Ein junger Studiosus, so nur wohlerfahren in Celarent und Frisisimorum (Logik-Syllogismen), hat seinen Eltern sehr viel, umsonst, verzehrt, auch den Juvenal, diesen Satirendichter, lieber gelesen als den Philosophen Seneca und zugleich mit Prassen die Zeit anworden und verschwendet.

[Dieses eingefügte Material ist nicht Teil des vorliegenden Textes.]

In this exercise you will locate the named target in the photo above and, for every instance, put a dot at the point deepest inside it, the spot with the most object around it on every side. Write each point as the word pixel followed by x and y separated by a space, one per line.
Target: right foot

Er wurde destwegen ermahnt, er solle nit immerfort sich mit Kapaunen und Rebhühnderln traktieren lassen, sondern mit geringern Speisen fürliebnehmen. »Mir«, sagte er dagegen, »hat mein Vatter befohlen, ich soll wohlfeile Speisen essen; und darum laß ich mir solche Vögel vorsetzen: diese sind nit so teuer wie ein Ochs.« Als dieser einstmals beim Kamin gesessen und immerfort Holz zum Feuer gelegt, da hat er endlich dasselbe sehr scharpf ausgefilzt: »Du Spottelement, du wilder Immerfraß, du angebrennter Lümmel, bist so grob und undankbar und verzehrst das Holz, so dich doch ernährt!« – »Ey, du Bacchant und Süffel!« sagt das Feuer; »du mußt wissen, daß dies meine Natur; entgegen ist's bei dir die Boßheit, daß du deinen lieben Eltern, so dich bishero ernährt haben, mit deinem Luderleben gleichsam das Leben abzehrst und sie beizeiten ins Grab bringst.«

Sehr viel Menschen sind also beschaffen, daß sie einen Splitter in des Nächsten Augen wahrnehmen, entgegen in ihren eignen Augen gar einen Balken nit merken.